BRONTÈ JONES, VICE PRESIDENT FOR FINANCE AND ADMINISTRATION
Dickinson is in a strong financial position, with a healthy endowment and adequate operating funds. We continue to invest in our academic program and our facilities, while also being disciplined about building our financial reserves. Over the past year, we have taken a close look at all of our resources—from facilities to people to space—to ensure that we are maximizing their potential in the most effective, sustainable way.

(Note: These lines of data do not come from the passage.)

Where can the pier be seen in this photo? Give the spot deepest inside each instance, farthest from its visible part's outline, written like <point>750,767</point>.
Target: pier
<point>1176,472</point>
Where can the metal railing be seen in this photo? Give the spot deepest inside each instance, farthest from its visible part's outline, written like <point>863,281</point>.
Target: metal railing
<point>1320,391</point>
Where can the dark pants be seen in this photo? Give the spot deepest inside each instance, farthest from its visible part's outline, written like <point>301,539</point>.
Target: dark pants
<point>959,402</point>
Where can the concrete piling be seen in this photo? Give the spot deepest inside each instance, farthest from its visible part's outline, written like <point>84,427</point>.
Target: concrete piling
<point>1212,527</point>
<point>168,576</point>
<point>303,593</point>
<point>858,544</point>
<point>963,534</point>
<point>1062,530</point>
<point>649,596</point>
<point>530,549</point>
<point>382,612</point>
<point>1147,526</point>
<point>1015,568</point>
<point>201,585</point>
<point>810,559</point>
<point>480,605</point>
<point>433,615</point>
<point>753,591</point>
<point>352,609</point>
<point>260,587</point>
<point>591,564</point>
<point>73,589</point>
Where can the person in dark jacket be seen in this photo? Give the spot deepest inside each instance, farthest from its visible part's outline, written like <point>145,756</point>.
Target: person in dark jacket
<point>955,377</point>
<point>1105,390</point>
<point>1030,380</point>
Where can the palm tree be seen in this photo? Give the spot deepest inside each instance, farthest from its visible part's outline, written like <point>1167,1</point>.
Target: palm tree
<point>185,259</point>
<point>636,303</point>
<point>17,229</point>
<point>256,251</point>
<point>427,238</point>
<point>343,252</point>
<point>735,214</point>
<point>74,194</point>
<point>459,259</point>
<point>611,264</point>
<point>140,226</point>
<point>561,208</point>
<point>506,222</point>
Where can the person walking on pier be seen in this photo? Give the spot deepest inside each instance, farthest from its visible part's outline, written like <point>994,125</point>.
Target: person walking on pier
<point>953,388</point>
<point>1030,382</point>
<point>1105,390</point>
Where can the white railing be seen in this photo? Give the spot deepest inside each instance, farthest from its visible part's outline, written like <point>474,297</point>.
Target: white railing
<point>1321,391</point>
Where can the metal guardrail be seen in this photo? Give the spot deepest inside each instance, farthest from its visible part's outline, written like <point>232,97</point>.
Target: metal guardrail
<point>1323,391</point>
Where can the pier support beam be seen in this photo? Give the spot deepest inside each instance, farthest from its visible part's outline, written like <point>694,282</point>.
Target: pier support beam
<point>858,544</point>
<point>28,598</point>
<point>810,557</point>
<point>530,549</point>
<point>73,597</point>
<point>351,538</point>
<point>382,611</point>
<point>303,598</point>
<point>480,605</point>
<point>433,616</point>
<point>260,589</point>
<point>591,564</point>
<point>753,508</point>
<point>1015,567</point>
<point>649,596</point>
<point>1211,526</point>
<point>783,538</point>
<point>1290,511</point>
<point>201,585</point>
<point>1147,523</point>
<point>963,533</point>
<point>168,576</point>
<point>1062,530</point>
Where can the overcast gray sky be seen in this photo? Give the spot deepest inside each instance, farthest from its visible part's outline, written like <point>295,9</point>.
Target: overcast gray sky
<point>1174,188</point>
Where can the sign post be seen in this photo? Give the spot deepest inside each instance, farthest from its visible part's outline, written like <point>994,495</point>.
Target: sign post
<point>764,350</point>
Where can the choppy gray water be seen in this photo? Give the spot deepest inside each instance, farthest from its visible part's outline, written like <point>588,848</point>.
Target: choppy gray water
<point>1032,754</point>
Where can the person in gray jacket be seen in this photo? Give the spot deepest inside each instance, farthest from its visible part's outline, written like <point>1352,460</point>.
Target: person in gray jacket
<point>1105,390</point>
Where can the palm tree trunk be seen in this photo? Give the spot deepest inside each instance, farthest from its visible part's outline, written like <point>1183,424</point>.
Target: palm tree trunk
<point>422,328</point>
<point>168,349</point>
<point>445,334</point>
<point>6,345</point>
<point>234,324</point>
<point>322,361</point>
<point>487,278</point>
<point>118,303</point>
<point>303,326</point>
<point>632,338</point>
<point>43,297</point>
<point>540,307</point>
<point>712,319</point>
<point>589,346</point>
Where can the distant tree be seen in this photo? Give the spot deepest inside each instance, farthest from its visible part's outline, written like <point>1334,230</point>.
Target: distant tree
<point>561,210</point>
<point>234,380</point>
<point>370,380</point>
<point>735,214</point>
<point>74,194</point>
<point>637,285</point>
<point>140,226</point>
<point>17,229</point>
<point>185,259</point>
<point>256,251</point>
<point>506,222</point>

At present, revenue from tuition, fees, room and board funds over 80 percent of the college’s operating budget, with another 11 percent coming from the endowment. Philanthropy from alumni, parents and friends of Dickinson and other, miscellaneous sources, make up about 9 percent of the revenue stream, which allows us to provide an excellent residential liberal-arts education. As a tuition-dependent institution, we know that we must do our best to hold the line on tuition increases, as we remain committed to making a Dickinson education affordable, especially in light of the increased demand for financial assistance. Each year, we provide more than $41 million in financial aid to students, with 70 percent of our student body receiving some form of financial assistance.
We have held operating budgets relatively flat for the past two years. Because we must contain spending while continuing to invest in our institutional priorities, we are preparing to implement Zero Based Budgeting in the 2015-16 budget. This is not intended as a cost-savings measure but as a focused approach to appropriate and deliberate resource allocation.
As a premier residential liberal-arts institution, we are a people-driven operation, and so it is not surprising that the largest share of our expenditures are personnel costs. Health care accounts for an increasingly large portion of the budget, and we have been focused on finding ways to keep those costs down. An all-campus health care task force has been studying this issue, and several changes were implemented last year, including increasing deductibles and co-pays. The committee is considering additional measures for next year.
A healthy workforce is one of the best ways to contain health care costs, and I am pleased to share that the American Heart Association (AHA) this year recognized Dickinson as a gold-level Fit-Friendly Worksite, a national honor that acknowledges the college’s commitment to encouraging and supporting physical activity, healthy eating and a wellness culture on campus.
We completed several building projects this past year, including the Durden Athletic Training Center and the Kline Center expansion. In addition, we have been exploring uses for Allison Hall, formerly the Allison United Methodist Church, which we acquired in 2013. An all-campus committee was formed to determine the best use of that space but expanded to consider all administrative and academic space. We want to ensure we are optimizing our existing facilities. A campus space-utilization audit was completed last spring, and the committee is considering next steps. The committee also is reviewing previously developed plans for a new residence hall, which would provide additional housing to allow more senior students to live on campus.
Meanwhile, we continue to invest in our existing buildings. As part of a long-term campus renewal strategy, upgrades were made to Malcolm and Adams halls, including improving bathrooms, lounge areas and bedrooms. Each of those improvements was made with best-practice sustainability features in mind. To ensure that we keep sustainability at the forefront of all operational and facilities decisions, we have named an associate vice president for sustainability and facilities planning.